Carbon dioxide emissions
GS 3: Environment and Conservation
- According to recently released report by the World Meteorological Organisation (WMO), the increase in CO2 from 2019 to 2020 was slightly lower than that observed from 2018 to 2019 but higher than the average annual growth rate over the last decade.
- This is despite the approximately 5.6% drop in fossil fuel CO2 emissions in 2020 due to restrictions related to the pandemic.
- Ahead of COP 26, where the countries will attempt to negotiate ways to stem global greenhouse gas emissions, updated data shows that the pandemic disruption in 2020 didn’t significantly decrease overall greenhouse gas emissions.
- For methane, the increase from 2019 to 2020 was higher than that observed from 2018 to 2019 and also higher than the average annual growth rate over the last decade.
- For nitrous oxides also, the increase was higher and also than the average annual growth rate over the past 10 years.
- The National Oceanic and Atmospheric Administration’s (NOAA) Annual Greenhouse Gas Index (AGGI) shows that from 1990 to 2020, radiative forcing by long-lived greenhouse gases (LLGHGs) increased by 47%, with CO2 accounting for about 80% of this increase.
- Concentration of carbon dioxide (CO2), the most significant greenhouse gas, reached 413.2 ppm in 2020 and is 149% of the pre-industrial level.
- Methane (CH4) is 262% and nitrous oxide (N2O) is 123% of the levels in 1,750 when human activities started disrupting earth’s natural equilibrium.
- Roughly half of the CO2 emitted by human activities today remains in the atmosphere. The other half is taken up by oceans and land ecosystems.
- According to report, the ability of land ecosystems and oceans to act as ‘sinks’ may become less effective in future, thus reducing their ability to absorb CO2 and act as a buffer against larger temperature increase.
- From 1990 to 2020, radiative forcing — the warming effect on our climate — by long-lived greenhouse gases increased by 47%, with CO2 accounting for about 80% of this increase.

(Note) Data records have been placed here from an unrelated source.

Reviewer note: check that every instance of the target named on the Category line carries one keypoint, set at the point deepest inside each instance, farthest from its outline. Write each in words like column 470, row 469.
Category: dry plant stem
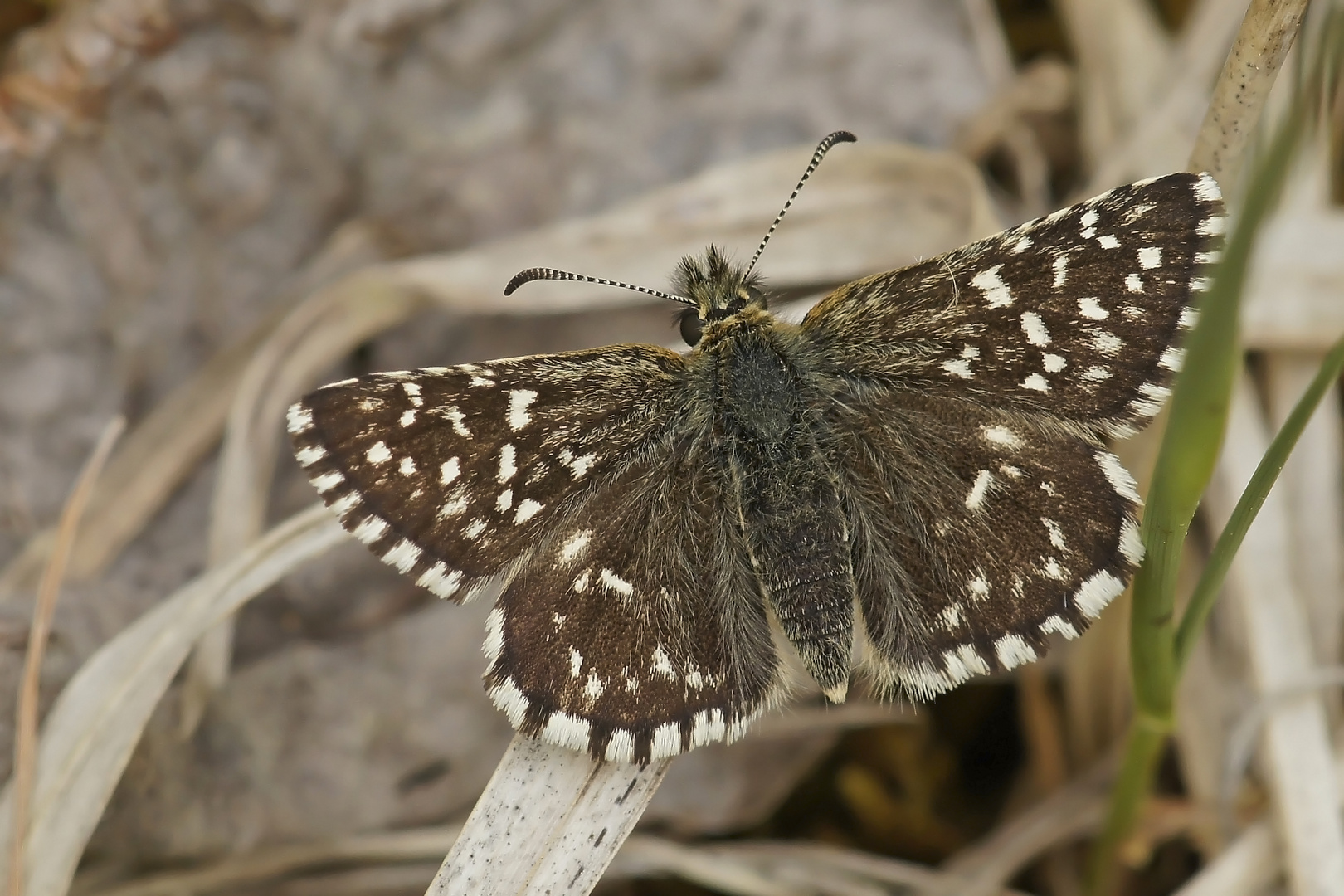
column 312, row 338
column 26, row 726
column 1298, row 762
column 97, row 720
column 268, row 865
column 548, row 822
column 1253, row 861
column 1266, row 34
column 163, row 449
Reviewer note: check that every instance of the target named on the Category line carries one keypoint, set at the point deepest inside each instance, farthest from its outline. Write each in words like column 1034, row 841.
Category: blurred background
column 180, row 180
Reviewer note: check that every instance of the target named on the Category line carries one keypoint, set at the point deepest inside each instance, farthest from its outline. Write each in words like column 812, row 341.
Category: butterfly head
column 718, row 289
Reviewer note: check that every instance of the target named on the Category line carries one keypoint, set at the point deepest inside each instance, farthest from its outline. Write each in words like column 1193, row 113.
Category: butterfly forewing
column 979, row 535
column 450, row 475
column 1075, row 314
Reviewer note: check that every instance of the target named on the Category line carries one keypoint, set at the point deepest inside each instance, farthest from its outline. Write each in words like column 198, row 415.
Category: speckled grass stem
column 1186, row 462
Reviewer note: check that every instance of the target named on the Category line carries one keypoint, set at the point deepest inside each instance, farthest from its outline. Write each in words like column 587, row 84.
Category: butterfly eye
column 691, row 327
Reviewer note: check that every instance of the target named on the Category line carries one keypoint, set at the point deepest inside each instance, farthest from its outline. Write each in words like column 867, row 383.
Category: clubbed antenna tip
column 823, row 148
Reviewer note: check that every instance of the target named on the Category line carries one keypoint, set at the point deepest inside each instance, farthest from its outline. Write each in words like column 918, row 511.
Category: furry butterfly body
column 913, row 479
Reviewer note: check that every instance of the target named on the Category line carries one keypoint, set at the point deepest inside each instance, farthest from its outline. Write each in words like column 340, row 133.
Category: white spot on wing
column 403, row 555
column 1036, row 383
column 459, row 421
column 518, row 405
column 1092, row 309
column 527, row 508
column 667, row 740
column 346, row 504
column 1053, row 570
column 574, row 546
column 951, row 617
column 1131, row 543
column 1097, row 373
column 615, row 583
column 567, row 731
column 1118, row 476
column 1207, row 190
column 299, row 419
column 964, row 663
column 371, row 529
column 1001, row 436
column 309, row 455
column 663, row 664
column 441, row 581
column 1057, row 535
column 957, row 368
column 494, row 644
column 976, row 496
column 707, row 728
column 995, row 289
column 378, row 455
column 1060, row 266
column 1152, row 399
column 621, row 746
column 1060, row 625
column 1107, row 343
column 1096, row 592
column 1012, row 650
column 329, row 481
column 509, row 700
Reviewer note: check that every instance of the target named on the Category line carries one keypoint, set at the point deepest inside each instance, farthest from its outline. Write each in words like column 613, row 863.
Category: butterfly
column 912, row 483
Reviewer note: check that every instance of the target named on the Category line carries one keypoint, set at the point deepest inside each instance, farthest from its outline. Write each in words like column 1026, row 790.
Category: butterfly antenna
column 550, row 273
column 823, row 148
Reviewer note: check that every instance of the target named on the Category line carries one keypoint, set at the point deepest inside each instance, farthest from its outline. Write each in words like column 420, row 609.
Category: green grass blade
column 1195, row 433
column 1249, row 504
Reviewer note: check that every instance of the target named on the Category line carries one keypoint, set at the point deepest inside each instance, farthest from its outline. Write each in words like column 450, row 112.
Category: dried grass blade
column 550, row 822
column 26, row 726
column 1239, row 95
column 97, row 720
column 163, row 449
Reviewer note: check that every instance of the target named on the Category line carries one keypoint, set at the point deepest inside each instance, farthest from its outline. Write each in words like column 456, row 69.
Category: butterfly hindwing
column 452, row 473
column 1074, row 314
column 637, row 631
column 979, row 533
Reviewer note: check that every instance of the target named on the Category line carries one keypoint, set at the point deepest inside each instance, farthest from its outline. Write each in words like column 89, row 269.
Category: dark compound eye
column 691, row 327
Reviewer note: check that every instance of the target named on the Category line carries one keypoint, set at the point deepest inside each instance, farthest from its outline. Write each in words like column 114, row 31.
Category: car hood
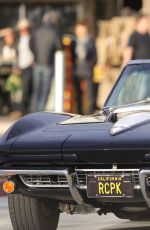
column 91, row 139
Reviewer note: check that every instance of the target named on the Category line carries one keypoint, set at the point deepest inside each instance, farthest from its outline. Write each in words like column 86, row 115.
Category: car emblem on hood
column 130, row 121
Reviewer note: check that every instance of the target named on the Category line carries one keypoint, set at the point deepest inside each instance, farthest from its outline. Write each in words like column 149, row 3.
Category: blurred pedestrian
column 84, row 58
column 8, row 54
column 139, row 42
column 25, row 63
column 45, row 42
column 8, row 49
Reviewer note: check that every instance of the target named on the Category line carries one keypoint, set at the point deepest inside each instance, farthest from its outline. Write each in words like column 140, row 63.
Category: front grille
column 80, row 175
column 44, row 181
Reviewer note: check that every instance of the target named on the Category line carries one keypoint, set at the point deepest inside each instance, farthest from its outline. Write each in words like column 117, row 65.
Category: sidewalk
column 5, row 123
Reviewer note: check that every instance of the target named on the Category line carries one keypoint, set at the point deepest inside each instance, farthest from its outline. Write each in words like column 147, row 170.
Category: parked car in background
column 54, row 163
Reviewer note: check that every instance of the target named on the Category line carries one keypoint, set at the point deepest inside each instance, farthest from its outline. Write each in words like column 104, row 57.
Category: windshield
column 133, row 86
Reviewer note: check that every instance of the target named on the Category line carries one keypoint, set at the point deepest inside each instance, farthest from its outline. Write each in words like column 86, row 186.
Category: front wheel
column 33, row 213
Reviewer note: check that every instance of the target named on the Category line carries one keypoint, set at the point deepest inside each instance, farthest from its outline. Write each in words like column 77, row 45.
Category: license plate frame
column 110, row 186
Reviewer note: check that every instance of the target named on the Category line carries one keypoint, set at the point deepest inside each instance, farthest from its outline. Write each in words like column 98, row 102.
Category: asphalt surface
column 79, row 222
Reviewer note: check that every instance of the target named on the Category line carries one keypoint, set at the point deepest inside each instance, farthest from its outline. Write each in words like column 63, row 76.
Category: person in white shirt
column 25, row 63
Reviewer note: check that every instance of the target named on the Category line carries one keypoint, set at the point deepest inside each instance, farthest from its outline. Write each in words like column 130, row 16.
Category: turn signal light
column 8, row 186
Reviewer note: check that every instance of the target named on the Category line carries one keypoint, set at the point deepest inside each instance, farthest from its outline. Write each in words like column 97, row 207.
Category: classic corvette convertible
column 52, row 163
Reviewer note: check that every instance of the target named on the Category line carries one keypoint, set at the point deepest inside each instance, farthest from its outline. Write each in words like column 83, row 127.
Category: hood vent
column 130, row 121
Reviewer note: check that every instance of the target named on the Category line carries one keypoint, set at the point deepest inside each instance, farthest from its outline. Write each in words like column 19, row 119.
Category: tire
column 32, row 213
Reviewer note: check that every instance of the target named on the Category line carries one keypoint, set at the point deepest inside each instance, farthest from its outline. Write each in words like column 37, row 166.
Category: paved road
column 80, row 222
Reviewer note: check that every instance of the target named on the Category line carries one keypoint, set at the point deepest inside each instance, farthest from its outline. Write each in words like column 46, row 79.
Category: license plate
column 109, row 186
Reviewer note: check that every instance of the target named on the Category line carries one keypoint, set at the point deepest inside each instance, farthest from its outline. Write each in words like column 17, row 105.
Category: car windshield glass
column 133, row 87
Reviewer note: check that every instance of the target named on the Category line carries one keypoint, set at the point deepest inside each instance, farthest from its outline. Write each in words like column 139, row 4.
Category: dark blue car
column 54, row 163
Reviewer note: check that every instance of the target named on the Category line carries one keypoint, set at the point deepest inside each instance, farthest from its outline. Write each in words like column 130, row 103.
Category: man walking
column 44, row 43
column 25, row 63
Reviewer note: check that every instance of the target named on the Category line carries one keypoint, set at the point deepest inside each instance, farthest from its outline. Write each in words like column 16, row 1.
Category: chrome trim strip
column 106, row 170
column 142, row 177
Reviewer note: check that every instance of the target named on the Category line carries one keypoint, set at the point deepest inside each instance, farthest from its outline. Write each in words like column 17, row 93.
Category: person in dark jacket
column 44, row 43
column 84, row 59
column 139, row 42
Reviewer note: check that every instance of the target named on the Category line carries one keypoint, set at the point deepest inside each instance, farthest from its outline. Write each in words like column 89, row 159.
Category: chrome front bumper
column 73, row 190
column 143, row 174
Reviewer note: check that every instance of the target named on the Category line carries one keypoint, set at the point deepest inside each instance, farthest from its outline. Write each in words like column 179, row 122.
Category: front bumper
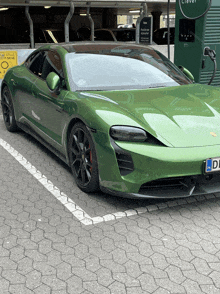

The numbers are based on monitoring by WMO’s Global Atmosphere Watch network.
- The Greenhouse Gas Bulletin by WMO contains a stark, scientific message for climate change negotiators at COP26.
- At the current rate of increase in greenhouse gas concentrations, humans will see a temperature increase by the end of this century far in excess of the Paris Agreement targets of 1.5 to 2 degrees Celsius above pre-industrial levels.
- The amount of CO2 in the atmosphere breached the milestone of 400 ppm in 2015. And just five years later, it exceeded 413 ppm.
Silver Forget-me-not butterfly
- A rare butterfly species, called the Silver Forget-Me-Not (FMN), has been spotted twice inside the Srivilliputhur-Meghamalai Tiger Reserve in Virudhunagar district.
- The butterfly was first sighted inside the Srivilliputhur grizzled squirrel sanctuary, and was again seen near the Ayyanar Falls by a team from the Rhopalocera and Odonata Association of Rajapalayam (ROAR).
- It was validated as the 318th species of butterflies found in Tamil Nadu.
- The species is not known to be migratory in nature. Indigosa is its food plant and probably, the Silver FMN is overlooked due to its resemblance to the Common FMN.
- Both are silver in colour with a spot on the forewing. The slight variation in the discal bands, colour of the Upper wing and position of the spot determines the species.
- The common FMN is bluish-silver with a spot in the middle of its two straight discal bands. The Silver FMN is pale silvery with slightly curved bands and the spot is near the upper band.
- The Silver FMN was earlier recorded in Chinnar, Kerala, in 2019; in Andaman & Nicobar Islands between 2015 and 2017 and in Sikkim, West Bengal and the Northeast States of Arunachal Pradesh, Assam, Meghalaya, Mizoram and Tripura between 2005 and 2020.